The rules of the competition were such that you could use pre-existing technology, but you'd only be judged on what was created for the Hackathon itself. The rules also stated that the first round of judging would be entirely based on the videos created and the associated descriptions, and I think this is where things broke down. Upshot seemingly failed to clearly indicate which parts of their submission were created before the Hackathon began (unfortunately this seems to be all of the cool stuff in their app) and as such it was judged on the solution as a whole. As a whole solution I'd pick it out as a winner too, but if it was just the mobile interface then it wouldn't be so clear cut; for now all we can do is wait and see what happens.
Salesforce.com have posted an entry on the Developer Relations blog regarding the hackathon review and the final results. After deciding that both the first and second place entries were legal with regards to the rules of the competition, and admitting that the judging was potentially influenced by a lack of a transparency they have awarded each of the two teams $1m.
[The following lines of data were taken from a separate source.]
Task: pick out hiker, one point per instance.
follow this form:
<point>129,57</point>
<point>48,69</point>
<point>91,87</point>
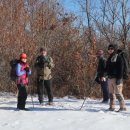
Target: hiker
<point>22,72</point>
<point>101,75</point>
<point>114,68</point>
<point>44,65</point>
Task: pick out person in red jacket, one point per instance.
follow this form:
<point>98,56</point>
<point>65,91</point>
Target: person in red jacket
<point>22,72</point>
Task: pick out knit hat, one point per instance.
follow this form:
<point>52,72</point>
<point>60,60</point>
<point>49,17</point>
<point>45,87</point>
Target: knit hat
<point>43,49</point>
<point>113,46</point>
<point>23,56</point>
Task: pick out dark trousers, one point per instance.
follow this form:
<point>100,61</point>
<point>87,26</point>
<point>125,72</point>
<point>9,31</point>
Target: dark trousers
<point>22,96</point>
<point>44,84</point>
<point>104,87</point>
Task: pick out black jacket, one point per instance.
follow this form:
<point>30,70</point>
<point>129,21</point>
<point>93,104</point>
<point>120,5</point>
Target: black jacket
<point>101,67</point>
<point>114,66</point>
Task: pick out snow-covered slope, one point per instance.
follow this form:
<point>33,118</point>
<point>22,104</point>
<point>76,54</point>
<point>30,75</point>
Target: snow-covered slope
<point>64,115</point>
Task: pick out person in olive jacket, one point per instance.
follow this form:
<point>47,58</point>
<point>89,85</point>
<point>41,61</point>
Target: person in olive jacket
<point>101,75</point>
<point>44,65</point>
<point>114,68</point>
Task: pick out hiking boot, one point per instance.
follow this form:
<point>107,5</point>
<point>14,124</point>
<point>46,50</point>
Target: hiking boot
<point>111,109</point>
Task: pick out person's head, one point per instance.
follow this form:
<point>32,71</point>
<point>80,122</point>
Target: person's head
<point>100,53</point>
<point>43,51</point>
<point>112,48</point>
<point>23,57</point>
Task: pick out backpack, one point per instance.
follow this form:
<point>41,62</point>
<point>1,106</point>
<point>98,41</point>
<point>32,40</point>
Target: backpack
<point>13,64</point>
<point>126,62</point>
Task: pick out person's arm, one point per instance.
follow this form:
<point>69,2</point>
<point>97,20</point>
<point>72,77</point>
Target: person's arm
<point>19,72</point>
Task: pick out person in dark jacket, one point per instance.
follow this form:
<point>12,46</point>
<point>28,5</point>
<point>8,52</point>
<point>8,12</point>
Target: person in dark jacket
<point>22,72</point>
<point>44,65</point>
<point>114,68</point>
<point>101,75</point>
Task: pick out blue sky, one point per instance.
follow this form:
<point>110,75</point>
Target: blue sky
<point>70,5</point>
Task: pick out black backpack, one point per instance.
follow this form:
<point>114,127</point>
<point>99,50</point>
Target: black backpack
<point>126,62</point>
<point>13,64</point>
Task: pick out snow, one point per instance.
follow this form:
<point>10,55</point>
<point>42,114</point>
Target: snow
<point>64,115</point>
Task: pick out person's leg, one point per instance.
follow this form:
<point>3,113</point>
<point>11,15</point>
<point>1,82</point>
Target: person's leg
<point>120,97</point>
<point>48,86</point>
<point>111,94</point>
<point>40,90</point>
<point>104,87</point>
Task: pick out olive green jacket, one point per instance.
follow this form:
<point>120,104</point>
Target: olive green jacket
<point>44,72</point>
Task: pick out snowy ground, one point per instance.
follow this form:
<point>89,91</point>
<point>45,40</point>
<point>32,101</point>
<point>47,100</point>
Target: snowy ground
<point>64,115</point>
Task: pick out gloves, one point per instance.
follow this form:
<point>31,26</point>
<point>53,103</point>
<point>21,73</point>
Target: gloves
<point>26,69</point>
<point>118,81</point>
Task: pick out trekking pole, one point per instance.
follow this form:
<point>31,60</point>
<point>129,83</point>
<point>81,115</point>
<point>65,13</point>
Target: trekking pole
<point>88,94</point>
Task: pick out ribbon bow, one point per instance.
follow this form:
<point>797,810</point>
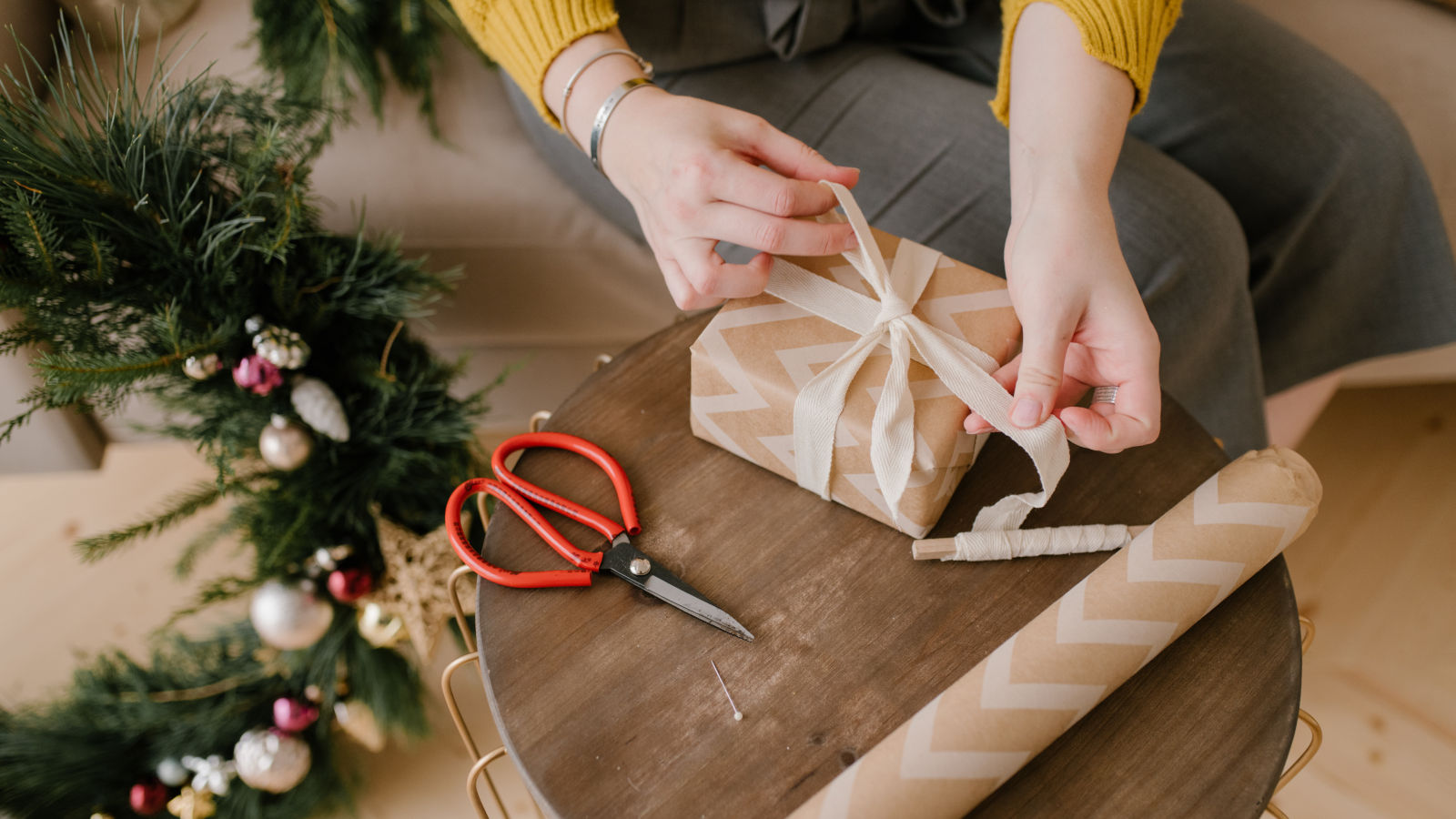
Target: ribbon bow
<point>961,366</point>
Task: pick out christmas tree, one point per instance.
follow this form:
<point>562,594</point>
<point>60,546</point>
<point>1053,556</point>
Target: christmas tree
<point>159,239</point>
<point>329,50</point>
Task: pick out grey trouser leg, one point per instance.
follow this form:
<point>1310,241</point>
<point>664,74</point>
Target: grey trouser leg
<point>1273,215</point>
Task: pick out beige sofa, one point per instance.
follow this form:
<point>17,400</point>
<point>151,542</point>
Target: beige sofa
<point>550,285</point>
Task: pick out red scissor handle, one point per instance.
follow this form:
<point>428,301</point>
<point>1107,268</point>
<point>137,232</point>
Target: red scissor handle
<point>589,561</point>
<point>557,503</point>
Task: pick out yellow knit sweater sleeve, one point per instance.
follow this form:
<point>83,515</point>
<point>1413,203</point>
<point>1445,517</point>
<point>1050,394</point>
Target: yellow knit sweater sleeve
<point>1125,34</point>
<point>526,35</point>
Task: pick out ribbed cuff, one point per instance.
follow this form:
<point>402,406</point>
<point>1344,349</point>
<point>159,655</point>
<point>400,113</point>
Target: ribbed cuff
<point>1125,34</point>
<point>524,35</point>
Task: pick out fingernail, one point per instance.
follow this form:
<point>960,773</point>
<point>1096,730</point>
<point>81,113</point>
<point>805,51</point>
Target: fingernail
<point>1026,413</point>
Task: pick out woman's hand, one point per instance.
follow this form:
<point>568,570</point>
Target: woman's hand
<point>692,172</point>
<point>1084,325</point>
<point>1082,319</point>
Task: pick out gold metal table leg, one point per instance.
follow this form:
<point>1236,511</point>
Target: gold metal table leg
<point>1317,736</point>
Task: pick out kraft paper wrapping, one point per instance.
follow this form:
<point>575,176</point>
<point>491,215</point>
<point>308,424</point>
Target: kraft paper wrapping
<point>1059,666</point>
<point>756,354</point>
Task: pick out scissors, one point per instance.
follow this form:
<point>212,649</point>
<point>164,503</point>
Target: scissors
<point>622,559</point>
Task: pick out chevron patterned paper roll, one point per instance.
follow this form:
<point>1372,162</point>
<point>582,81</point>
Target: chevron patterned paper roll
<point>756,354</point>
<point>1059,666</point>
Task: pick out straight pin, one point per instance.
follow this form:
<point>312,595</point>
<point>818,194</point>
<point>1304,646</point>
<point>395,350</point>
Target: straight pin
<point>737,714</point>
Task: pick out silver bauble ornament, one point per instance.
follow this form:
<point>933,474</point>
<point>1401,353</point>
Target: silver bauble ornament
<point>284,445</point>
<point>201,368</point>
<point>288,615</point>
<point>271,760</point>
<point>172,773</point>
<point>283,349</point>
<point>319,409</point>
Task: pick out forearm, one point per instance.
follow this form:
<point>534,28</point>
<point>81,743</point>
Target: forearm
<point>1067,113</point>
<point>594,84</point>
<point>528,35</point>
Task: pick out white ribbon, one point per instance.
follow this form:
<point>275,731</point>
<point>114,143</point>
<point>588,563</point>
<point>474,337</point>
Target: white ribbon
<point>961,366</point>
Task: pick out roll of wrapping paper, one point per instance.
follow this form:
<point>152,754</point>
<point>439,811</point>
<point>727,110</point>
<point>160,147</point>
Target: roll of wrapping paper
<point>1059,666</point>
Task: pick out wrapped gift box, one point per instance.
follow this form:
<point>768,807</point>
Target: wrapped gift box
<point>756,354</point>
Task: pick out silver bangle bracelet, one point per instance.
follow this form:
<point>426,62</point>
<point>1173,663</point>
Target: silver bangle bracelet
<point>571,82</point>
<point>604,113</point>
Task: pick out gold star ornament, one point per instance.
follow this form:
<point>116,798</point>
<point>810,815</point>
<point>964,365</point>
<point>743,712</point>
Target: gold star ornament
<point>415,586</point>
<point>193,804</point>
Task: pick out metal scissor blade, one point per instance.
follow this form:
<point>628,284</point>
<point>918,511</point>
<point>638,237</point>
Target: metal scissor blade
<point>693,603</point>
<point>669,588</point>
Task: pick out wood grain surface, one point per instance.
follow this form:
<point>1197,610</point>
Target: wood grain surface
<point>608,703</point>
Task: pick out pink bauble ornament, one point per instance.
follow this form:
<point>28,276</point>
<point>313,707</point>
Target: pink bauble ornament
<point>258,375</point>
<point>295,716</point>
<point>149,797</point>
<point>349,584</point>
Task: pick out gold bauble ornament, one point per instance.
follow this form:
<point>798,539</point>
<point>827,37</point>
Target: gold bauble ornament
<point>193,804</point>
<point>415,583</point>
<point>284,445</point>
<point>359,722</point>
<point>382,630</point>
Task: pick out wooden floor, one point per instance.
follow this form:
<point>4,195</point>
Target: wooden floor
<point>1376,571</point>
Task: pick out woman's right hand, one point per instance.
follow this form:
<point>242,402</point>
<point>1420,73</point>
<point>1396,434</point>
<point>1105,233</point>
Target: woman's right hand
<point>692,171</point>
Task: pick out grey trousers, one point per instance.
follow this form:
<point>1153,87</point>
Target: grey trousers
<point>1269,203</point>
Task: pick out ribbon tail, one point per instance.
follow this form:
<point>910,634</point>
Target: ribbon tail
<point>815,416</point>
<point>892,436</point>
<point>1046,443</point>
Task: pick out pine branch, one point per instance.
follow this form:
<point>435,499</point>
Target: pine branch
<point>179,508</point>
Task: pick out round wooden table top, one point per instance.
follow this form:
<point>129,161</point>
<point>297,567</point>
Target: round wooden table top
<point>606,700</point>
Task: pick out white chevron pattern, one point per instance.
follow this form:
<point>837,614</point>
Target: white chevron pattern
<point>1206,509</point>
<point>1142,567</point>
<point>921,763</point>
<point>746,398</point>
<point>1074,627</point>
<point>997,691</point>
<point>801,363</point>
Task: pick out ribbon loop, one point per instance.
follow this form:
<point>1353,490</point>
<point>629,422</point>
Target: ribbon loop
<point>961,366</point>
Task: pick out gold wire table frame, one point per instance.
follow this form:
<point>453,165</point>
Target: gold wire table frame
<point>1317,736</point>
<point>480,770</point>
<point>482,761</point>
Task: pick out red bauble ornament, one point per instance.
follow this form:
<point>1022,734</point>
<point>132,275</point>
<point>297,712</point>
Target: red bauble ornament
<point>349,584</point>
<point>258,375</point>
<point>149,797</point>
<point>295,716</point>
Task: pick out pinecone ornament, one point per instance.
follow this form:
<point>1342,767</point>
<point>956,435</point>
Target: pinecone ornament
<point>283,349</point>
<point>319,409</point>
I'm still a little skeptical about Upshot's entry, but there is no denying it's a cool solution and I do hope they manage to make something of it. There's no doubt that the whole fiasco will have damaged Salesforce.com's reputation amongst some developers and the media, but it's not the technology or the platform that is at fault here. Mistakes were made that shouldn't have been, but mistakes do happen. At any rate another hackathon would definitely be handled in a different manner which is a good thing, and I'll be up for entering again when it takes place. The Developer Relations team dropped the ball with the judging here, but they do a great job of looking after developers and promoting an excellent platform.
Once again the developer keynote effectively highlighted how much the force.com platform is growing in terms of both developer count and the number of tools available. The tooling API is really driving the creation of some great third party tools (such as the excellent MavensMate) and now the Force.com CLI app will make many a developer bunny happy.
If you've not already installed it then do it right now, being able to load data quickly into orgs via shell scripts is a huge bonus for those with automated tool chains, and getting a list of fields etc. without leaving the command line is very handy too. Personally I use and abuse "Execute Anonymous Apex" quite heavily from both MavensMate and the Developer Console, but being able to store snippets in files and just fire them off with easy is a game changer.
Like last year, the Marc Benioff and Parker Harris Q&A session at the end of the event formed the perfect wrap up to the week, and if I don't wrap up this post now It'll grow to a ridiculous length; so last of all I just want to say thank you to all the people who help put Dreamforce together each year, and thank you to all the amazing (in the truest sense of the word) friends I have in the community who make it so much fun to be there. Also massive thanks to Shawna Wolverton for organising the inaugural Dreamforce Grand Prix and not smashing me into the tyres (much).